Neighborhood turnaround can and does happen all across the country. Communities realize the value of restoration and the value of historic Preservation as an economic development tool.
|This once blighted block shines thanks to people who recognized the architectural value of these properties|
The Holy Cross Neighborhood in Indianapolis has made a remarkable turnaround in less than a decade. Once, a high crime-low income, mostly rental neighborhood it has been transformed into one of the most desired communities near downtown. In fact a developer recently announced the development of 17 new homes on a patch of old industrial land. This will be the crowning achievement of a community that once struggled. It achieved that turnaround based on solid principals that historic preservation and restoration works as an economic development tool and is key to turnaround
A case in point in this Block. In 2003 this block has serious issues, Vacant or converted to illegal apartments there was little stability here. Chain link defined property lines and the area was devoid of flowers or the perception that anyone cared about this block. Due to the transient nature of rentals , there was no neighborhood stability. The value of these 5 homes combined was less than 20,000.00 and as a result they generated minimal property taxes which did little to offset the services they generated via police runs or cleanups by the Health department.
Some felt the solution was demolition but other in the community saw the value in these 5 properties all built between 1895 and 1898 as part of a speculative project called Winona Park. In fact some of these homes till retained original columns and detailing in spite of the hard use by tenants.
In 2003 we were in the midst of other restorations in the neighborhood when one of these homes came up for sale. Nearby neighbors were urging us to buy it because otherwise it was destined to be turned into two family home. This house has had all the historic interior ripped out , replaced by plastic trim and carpet. If we didn't buy it, who would? The neighborhood would have suffered from lack of investment and most certainly would never look the way it does today. So we bought it and though busy with other restorations , began turning one house around.
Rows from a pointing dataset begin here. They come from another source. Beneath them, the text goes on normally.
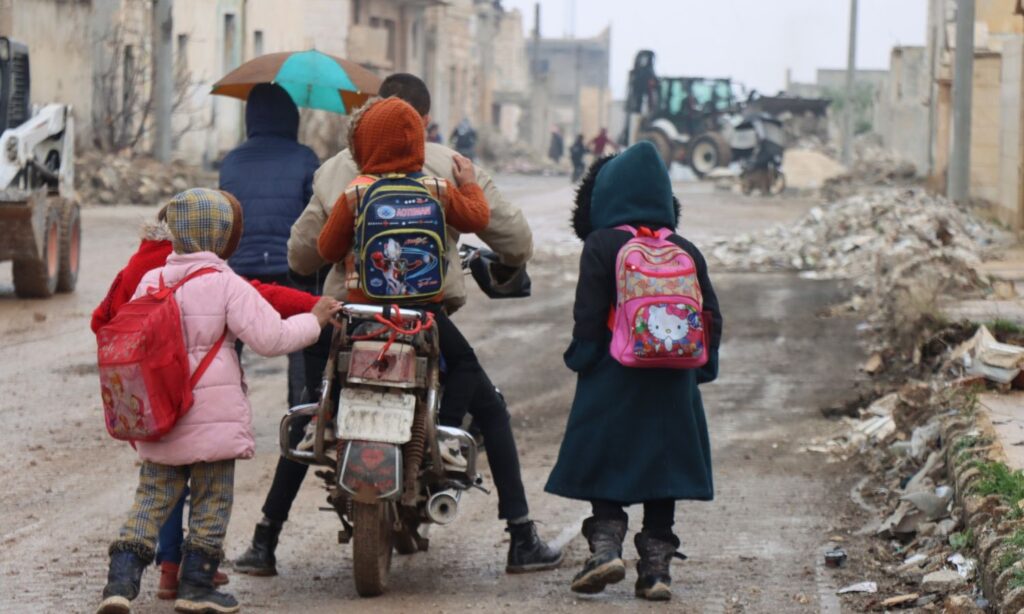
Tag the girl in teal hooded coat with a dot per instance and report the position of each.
(634, 435)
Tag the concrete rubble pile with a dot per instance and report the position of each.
(915, 534)
(900, 248)
(122, 179)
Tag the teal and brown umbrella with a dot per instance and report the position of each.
(313, 80)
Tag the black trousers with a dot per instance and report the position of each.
(658, 515)
(467, 389)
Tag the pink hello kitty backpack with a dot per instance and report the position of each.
(657, 320)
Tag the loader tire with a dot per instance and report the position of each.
(37, 277)
(372, 544)
(71, 247)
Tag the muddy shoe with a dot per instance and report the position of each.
(123, 580)
(197, 593)
(168, 587)
(605, 565)
(259, 559)
(656, 553)
(527, 553)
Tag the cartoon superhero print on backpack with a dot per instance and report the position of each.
(404, 270)
(400, 233)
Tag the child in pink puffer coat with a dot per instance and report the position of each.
(202, 447)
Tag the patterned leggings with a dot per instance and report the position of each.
(160, 487)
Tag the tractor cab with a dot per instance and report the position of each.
(14, 85)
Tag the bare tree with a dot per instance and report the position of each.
(122, 117)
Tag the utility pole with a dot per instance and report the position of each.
(576, 72)
(958, 173)
(851, 68)
(163, 78)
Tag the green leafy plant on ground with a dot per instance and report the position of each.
(962, 540)
(1018, 580)
(999, 480)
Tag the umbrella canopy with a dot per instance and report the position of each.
(313, 80)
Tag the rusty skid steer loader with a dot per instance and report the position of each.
(40, 222)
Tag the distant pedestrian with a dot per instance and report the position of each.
(577, 154)
(557, 147)
(434, 134)
(464, 139)
(271, 175)
(601, 142)
(634, 435)
(201, 448)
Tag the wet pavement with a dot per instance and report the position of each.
(755, 549)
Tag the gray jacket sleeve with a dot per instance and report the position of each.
(329, 183)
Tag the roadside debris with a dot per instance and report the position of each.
(983, 355)
(899, 601)
(942, 581)
(836, 558)
(859, 587)
(123, 179)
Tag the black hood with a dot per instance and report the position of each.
(583, 222)
(270, 112)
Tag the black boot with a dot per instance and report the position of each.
(127, 563)
(196, 591)
(527, 553)
(605, 564)
(259, 559)
(656, 553)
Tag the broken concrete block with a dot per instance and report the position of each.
(942, 581)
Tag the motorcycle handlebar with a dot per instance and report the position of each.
(369, 311)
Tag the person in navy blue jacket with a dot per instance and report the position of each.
(271, 175)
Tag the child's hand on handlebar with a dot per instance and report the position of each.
(463, 170)
(326, 308)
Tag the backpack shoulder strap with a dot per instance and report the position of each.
(207, 360)
(163, 291)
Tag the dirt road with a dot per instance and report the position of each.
(67, 486)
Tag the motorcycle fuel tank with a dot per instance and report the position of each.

We built custom built-ins and we terraced and landscaped the yard, a new carriage house was the first construction the block had seen since the 1950's In fact it was the ONLY garage on that block. As we worked and painted and landscaped a funny thing happened, people began to notice that things were happening. The slumlords could not conduct business as usual and one by one those properties became available, and others began restoration. Properties that were once hard to sell at 20K sold for over 200K.
A block once worth less than 20K now has an assessed value at well over 1 million dollars. Families who care now live on this block. It is safe, and come spring, people will be out in their yards and everyone will be looking forward to the neighborhood block party held in the fall.
Demolition was an option for some, but we held firm, kept the pressure up on the slumlords, get them to sell and eventually we will have a great block of historic homes that the community would be proud off.
So while Cincinnati is determined to demolish 600 homes this year as yourself who really benefits? Is it the community? or, is it the demo contractors and city employees who administer the demo program.
We need to learn from other cities and we need to understand that even the most 'blighted' property can be turned around and more importantly can be restored and contribute to community tax base.